Get your facts right, they said. All the companies featured in the publication I was working on were multinationals and household names. And their top people had been interviewed for the accompanying worldwide TV series, so it wasn’t like I was being asked for investigative journalism. A quick cross checking, was all that was required for a ‘fast facts’ sidebar, to break up the page and draw the reader into reading the longer piece.
Double checking or double crossed?
What should have been a ten minute task turned into a quest for the truth with more twists and turns than the Da Vinci Code. Here’s why:
- A multinational company may invest in a website running to several hundred pages but there won’t be an English language translation/version.
- It’s possible to buy shares in a stock listed company but impossible to find the date when it was established (vaguely 1940s Germany).
- Listing the country, city or even address of the HQ of a global empire is considered a sign of weakness and valuable space should instead be used to wax lyrical about the spiritual values driving the business.
- The content will be woefully out of date, and contradictory, even for world leaders in the marketing and advertising industry who may employ 12, 6,000, 20,000 in 2, 30, or 65 countries depending on which page of their website you happen to be on.
- Wikipedia is not a reference tool, and it’s as correct as saying ‘I heard it somewhere’. Yet it is widely quoted as though repeating something enough times makes it right.
What did this tell me? Writers and journalists have a responsibility to check facts. There’s no excuse for lazy reporting. The internet should, in theory, make it easier and quicker. It doesn’t, because there are now more places where company information appears and these need to be updated.

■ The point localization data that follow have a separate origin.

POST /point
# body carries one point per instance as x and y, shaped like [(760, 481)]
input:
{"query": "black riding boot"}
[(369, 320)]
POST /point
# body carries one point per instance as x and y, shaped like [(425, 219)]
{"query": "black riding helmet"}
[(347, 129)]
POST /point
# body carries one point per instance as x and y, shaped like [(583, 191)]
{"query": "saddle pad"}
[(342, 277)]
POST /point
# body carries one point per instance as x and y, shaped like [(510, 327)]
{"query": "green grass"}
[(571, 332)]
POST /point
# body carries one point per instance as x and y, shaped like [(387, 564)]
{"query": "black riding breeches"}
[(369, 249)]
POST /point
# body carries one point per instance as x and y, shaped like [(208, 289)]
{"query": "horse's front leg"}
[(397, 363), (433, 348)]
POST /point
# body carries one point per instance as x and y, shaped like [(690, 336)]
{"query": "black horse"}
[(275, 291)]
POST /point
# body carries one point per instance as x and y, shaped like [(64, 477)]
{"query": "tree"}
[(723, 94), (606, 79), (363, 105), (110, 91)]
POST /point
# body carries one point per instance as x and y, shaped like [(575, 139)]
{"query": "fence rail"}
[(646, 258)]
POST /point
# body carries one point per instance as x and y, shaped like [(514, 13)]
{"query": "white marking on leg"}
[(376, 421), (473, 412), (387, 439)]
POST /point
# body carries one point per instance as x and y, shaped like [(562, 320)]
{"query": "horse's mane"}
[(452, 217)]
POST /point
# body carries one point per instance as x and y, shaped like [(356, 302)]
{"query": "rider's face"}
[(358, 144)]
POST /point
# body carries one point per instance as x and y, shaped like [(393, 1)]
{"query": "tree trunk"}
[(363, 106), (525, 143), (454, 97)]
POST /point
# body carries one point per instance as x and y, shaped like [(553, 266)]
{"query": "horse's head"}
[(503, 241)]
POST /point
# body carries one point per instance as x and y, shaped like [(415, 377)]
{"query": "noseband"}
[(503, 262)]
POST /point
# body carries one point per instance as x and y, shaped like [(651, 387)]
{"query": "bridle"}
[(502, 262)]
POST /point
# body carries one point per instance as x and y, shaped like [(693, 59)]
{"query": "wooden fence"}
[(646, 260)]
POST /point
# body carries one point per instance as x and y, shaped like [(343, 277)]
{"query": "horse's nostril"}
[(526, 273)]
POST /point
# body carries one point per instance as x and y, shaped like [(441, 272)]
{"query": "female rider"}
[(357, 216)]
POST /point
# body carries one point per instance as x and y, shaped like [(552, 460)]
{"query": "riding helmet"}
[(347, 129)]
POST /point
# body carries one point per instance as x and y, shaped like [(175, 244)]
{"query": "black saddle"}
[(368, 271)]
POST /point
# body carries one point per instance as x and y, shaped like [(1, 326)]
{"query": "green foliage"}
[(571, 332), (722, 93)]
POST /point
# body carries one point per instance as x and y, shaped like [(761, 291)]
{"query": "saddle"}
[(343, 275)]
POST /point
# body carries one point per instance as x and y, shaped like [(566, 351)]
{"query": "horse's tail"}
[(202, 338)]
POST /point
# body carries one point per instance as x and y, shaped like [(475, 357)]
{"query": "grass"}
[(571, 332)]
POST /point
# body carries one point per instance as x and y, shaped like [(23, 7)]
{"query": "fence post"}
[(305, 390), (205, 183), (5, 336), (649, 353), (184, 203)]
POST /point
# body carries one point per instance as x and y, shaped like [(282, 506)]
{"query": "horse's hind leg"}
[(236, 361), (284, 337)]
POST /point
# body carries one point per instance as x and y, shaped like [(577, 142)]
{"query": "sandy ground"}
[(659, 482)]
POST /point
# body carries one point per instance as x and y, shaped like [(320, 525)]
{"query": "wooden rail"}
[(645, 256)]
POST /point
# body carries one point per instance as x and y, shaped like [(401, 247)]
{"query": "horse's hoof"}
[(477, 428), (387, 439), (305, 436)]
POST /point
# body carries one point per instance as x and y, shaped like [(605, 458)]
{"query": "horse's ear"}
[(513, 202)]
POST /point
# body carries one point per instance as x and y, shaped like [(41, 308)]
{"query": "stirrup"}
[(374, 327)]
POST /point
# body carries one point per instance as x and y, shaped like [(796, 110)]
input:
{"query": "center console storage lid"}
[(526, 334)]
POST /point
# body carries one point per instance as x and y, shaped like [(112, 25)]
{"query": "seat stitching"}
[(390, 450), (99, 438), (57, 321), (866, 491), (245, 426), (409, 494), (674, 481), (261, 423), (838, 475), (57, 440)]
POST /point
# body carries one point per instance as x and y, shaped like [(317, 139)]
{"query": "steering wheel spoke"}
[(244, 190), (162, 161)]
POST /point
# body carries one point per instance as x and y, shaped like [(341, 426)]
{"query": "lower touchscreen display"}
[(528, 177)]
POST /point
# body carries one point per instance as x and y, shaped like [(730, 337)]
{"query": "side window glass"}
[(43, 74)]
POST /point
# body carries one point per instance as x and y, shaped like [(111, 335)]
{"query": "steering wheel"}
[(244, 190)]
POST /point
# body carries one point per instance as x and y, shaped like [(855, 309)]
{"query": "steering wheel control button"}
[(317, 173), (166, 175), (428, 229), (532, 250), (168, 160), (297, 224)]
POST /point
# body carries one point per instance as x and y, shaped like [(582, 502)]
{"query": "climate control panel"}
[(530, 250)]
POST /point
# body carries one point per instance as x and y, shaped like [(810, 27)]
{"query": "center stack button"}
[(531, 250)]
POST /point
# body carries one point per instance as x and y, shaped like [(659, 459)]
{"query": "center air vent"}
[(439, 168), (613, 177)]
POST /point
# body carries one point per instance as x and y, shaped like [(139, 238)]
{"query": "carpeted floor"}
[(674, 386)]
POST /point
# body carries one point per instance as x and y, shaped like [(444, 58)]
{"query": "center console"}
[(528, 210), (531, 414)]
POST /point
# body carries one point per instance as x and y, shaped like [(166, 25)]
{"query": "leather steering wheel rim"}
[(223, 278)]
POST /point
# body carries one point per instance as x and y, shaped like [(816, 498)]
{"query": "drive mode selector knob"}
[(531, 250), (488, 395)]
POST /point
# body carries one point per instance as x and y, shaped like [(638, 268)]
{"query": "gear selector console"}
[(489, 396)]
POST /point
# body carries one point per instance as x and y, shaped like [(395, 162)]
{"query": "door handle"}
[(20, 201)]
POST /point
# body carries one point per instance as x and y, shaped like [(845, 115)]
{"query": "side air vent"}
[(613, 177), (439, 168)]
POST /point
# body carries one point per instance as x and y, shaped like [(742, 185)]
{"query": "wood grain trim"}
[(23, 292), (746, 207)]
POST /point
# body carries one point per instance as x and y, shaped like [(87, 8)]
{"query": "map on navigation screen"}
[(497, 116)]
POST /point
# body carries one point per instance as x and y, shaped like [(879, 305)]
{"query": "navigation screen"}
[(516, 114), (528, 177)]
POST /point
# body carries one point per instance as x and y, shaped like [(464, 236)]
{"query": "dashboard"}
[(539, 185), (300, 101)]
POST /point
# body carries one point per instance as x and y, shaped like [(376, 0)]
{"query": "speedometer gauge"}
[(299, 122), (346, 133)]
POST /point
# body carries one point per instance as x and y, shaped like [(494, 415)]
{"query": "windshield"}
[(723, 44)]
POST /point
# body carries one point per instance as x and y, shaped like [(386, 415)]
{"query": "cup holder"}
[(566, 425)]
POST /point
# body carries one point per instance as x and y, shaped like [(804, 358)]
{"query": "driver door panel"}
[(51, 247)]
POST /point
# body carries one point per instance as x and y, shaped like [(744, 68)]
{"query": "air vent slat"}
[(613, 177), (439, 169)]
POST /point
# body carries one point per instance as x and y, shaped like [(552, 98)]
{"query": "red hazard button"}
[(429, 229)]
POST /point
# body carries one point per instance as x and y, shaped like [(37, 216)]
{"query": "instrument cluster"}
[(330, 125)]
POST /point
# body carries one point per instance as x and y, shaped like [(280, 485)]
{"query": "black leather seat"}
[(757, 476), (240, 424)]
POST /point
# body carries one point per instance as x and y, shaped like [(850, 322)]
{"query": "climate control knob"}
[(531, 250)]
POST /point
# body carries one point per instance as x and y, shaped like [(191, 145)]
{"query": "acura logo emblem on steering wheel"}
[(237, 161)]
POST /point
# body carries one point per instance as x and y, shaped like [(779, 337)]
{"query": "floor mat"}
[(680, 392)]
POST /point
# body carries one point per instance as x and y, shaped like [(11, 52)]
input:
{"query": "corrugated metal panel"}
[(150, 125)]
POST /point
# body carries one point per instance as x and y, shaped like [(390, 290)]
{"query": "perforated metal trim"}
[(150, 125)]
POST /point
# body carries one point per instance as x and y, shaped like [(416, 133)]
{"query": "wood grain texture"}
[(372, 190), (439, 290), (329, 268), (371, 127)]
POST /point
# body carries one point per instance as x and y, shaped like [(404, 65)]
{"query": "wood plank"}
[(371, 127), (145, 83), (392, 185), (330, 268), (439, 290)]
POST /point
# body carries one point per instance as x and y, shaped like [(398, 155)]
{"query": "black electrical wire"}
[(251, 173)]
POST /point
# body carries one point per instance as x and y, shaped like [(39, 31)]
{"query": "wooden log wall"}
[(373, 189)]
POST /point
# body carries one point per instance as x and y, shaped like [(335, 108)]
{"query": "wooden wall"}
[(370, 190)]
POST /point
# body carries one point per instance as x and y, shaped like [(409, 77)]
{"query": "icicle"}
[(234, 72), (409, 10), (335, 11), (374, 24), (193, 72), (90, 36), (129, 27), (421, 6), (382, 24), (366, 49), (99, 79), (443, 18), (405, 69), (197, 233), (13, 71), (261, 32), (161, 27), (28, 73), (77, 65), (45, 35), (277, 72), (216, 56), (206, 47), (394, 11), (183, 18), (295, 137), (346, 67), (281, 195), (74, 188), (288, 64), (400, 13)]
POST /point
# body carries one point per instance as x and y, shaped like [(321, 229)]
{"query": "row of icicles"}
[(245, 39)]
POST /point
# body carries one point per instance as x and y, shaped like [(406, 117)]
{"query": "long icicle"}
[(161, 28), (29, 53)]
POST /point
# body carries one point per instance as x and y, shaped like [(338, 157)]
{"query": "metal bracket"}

Businesses could go a little way to ensuring we get our facts right by presenting messages consistently across the website, annual report, media releases, the ‘work for us’ recruitment page, the FAQs or any other touchpoint. The media team would then handle fewer enquiries of the ‘what was your turnover figure for last year?’ kind.
Dull, dull, dull
Perhaps half the issue is the lack of glamour. Fact checking is boring. Updating facts is dull. But someone’s got to do it. And if I’m being professional in checking I’d like someone – the web content editor or corporate communication team or whoever – on the other side to be equally diligent. Or is that too much to ask?